第222話 気づいた事を話した。

「……どうしました?」

 服の裾を引っ張られたマギーが、首を傾げて私を見下ろしてくる。

 私は喋れないので、なんとか目で彼女にこの場に残って欲しい旨を伝える。

 伝わってマギー!


「……仕方ない方ですね」

 一瞬視線を泳がせたマギーだったが、そう溜息をついてベッドの傍の椅子へと腰掛けた。

「セレーネ?」

 心配げに立ち止まったツァニスが、こっちへと戻って来ようとする。

「旦那様には言えない女性の体事情もあるかと思いますので、どうぞご心配なく」

 そういってマギーは笑顔でツァニスを突き放した。

 すると、ちょっと考えたツァニスが、ああ、と何かに納得した顔で頷く。

 ……トイレ行きたいんだって思われた。

 ぐぅ。まあいいよこの際は。


 マギーのその言葉で他のメンバーも納得したのか、マギーと家人を残して部屋を出て行った。

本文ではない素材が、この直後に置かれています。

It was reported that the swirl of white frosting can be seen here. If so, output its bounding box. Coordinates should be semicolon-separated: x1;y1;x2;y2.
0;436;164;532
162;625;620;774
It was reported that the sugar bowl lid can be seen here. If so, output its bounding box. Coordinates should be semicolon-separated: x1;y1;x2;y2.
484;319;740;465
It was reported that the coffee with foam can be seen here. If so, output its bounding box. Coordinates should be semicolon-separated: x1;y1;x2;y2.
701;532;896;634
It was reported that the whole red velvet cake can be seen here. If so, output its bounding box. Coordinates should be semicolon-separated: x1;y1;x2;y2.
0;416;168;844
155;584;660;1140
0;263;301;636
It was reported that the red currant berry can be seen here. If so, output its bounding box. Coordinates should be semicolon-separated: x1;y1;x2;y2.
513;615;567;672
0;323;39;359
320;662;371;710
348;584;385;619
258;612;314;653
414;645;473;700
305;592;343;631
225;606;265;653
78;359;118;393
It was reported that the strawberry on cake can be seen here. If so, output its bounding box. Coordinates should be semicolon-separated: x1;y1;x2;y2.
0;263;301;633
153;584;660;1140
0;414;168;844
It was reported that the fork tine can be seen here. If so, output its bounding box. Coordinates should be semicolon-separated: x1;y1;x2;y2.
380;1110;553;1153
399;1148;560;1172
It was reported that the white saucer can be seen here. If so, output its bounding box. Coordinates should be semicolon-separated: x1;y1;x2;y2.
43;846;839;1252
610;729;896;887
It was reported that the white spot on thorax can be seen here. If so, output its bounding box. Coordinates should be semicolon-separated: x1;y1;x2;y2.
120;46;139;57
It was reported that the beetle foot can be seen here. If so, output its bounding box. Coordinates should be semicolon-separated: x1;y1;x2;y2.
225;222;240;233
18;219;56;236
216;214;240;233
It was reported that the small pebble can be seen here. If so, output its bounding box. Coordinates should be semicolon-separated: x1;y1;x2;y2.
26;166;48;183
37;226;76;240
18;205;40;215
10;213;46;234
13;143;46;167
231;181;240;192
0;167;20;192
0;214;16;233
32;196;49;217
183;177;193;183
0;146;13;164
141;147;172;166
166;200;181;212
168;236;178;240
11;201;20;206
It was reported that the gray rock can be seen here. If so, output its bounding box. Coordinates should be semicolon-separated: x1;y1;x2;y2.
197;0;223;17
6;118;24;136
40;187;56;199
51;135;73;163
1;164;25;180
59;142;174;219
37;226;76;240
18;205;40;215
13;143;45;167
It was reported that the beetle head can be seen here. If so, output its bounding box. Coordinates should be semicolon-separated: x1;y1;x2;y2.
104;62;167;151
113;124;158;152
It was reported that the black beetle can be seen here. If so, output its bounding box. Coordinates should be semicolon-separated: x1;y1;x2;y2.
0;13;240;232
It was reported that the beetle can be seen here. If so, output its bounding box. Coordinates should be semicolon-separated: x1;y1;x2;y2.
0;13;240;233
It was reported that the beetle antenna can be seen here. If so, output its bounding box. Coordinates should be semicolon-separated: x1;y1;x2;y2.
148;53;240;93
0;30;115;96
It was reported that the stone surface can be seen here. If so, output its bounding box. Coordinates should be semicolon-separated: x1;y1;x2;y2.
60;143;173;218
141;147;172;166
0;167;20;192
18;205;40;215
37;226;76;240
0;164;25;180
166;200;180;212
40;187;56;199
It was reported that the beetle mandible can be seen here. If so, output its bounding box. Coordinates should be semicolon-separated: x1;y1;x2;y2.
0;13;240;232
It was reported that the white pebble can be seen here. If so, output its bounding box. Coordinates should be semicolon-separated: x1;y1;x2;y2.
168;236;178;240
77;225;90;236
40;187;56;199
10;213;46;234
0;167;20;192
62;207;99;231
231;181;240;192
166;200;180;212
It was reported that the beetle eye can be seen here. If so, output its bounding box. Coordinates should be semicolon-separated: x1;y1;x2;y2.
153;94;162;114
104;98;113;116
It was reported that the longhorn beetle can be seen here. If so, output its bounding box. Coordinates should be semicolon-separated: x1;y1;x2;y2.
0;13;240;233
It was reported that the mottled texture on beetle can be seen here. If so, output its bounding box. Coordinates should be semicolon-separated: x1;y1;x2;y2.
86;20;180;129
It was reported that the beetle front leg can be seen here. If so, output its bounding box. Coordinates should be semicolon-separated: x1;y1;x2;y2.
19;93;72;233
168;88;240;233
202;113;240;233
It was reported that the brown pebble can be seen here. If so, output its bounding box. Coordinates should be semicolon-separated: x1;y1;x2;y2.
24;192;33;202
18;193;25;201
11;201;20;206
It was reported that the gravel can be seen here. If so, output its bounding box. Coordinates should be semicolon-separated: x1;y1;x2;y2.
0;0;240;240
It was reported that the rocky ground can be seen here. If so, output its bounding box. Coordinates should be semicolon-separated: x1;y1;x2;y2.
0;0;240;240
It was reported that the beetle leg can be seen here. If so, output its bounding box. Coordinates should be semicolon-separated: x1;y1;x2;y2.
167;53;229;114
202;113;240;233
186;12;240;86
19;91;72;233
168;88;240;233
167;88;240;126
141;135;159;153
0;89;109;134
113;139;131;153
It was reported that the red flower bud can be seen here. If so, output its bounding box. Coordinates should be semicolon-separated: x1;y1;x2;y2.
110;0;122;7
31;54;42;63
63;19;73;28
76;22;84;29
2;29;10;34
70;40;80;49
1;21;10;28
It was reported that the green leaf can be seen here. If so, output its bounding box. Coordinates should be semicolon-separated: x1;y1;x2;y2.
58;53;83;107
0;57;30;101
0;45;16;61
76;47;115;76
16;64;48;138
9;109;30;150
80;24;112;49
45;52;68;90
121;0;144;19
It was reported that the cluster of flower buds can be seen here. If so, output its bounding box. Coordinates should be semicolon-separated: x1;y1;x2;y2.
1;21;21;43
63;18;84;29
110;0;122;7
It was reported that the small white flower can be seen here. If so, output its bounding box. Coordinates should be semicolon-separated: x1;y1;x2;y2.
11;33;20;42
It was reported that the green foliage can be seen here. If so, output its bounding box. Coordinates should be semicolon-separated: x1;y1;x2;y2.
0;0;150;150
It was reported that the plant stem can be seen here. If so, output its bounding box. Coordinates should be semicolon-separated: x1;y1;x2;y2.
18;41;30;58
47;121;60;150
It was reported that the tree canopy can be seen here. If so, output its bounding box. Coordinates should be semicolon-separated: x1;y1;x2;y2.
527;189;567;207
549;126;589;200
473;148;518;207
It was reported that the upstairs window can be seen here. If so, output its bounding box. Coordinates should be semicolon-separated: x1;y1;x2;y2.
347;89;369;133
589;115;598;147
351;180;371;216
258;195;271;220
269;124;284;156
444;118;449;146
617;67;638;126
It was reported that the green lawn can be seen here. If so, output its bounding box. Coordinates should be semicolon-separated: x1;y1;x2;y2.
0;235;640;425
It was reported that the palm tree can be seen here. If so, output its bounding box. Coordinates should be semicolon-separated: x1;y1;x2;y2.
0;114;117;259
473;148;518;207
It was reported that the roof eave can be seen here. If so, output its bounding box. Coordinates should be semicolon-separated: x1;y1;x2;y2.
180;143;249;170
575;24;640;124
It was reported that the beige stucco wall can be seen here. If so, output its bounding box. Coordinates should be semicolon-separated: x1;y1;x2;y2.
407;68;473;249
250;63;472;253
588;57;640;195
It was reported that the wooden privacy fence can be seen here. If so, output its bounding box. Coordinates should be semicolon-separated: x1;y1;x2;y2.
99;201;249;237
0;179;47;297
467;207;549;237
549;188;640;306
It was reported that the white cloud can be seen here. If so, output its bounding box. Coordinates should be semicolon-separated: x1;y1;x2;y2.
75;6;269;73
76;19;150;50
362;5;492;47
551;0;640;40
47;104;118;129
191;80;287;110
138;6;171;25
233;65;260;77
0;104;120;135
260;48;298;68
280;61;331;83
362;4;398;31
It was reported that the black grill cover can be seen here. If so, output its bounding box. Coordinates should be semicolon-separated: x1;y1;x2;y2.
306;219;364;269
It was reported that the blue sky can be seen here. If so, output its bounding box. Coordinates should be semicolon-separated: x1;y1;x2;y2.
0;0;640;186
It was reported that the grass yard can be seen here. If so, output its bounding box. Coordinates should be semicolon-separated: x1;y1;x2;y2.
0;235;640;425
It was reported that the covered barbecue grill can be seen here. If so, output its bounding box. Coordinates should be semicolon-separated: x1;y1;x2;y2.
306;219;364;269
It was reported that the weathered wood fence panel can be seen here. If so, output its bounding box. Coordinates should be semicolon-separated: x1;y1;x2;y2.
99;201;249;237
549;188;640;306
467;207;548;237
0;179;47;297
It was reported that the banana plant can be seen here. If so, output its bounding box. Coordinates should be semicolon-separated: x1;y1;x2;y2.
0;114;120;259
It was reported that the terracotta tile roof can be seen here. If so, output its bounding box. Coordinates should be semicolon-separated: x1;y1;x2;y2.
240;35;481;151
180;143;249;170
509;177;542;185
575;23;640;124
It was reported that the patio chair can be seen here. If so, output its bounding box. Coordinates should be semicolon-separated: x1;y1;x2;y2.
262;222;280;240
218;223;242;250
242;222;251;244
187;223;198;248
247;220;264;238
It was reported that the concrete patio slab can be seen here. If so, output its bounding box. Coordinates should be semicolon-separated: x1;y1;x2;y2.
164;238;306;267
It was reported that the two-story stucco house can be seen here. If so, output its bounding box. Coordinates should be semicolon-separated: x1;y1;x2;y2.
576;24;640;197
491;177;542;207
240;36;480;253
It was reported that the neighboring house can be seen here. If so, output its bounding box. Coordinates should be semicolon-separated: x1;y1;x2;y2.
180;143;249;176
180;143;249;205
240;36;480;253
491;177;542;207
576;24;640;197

「あの、そういう事でしたら、私たちが行いますが……」

 残った家人のウチの一人のメイドが、マギーにそう恐る恐る進言してくる。

「ああ、実は違うんです。少しセレーネ様とお二人だけでお話したいだけですから。貴女がたは本当にそうなった時の為に準備をお願い致します」

 メイドたちにもそう伝え、人払いしてくれた。


 人がいなくなり、静寂に包まれる部屋。

 マギーは盛大な溜息一発、私をゲンナリとした視線で見下ろしてきた。

「何回死にそうになれば気が済むんですか貴女は。街で散々貰い喰いしてるからですよ。一体何を口にしたんです」

 マギーのこの様子から、私が毒を盛られたという事には、まだ気づかれていないのだと分かった。

 そうか。街を散策してる時、色々な物を貰って食べていたし、山に逃げていた時間もあったから、その時何か口にしたんだろうという事になったのか。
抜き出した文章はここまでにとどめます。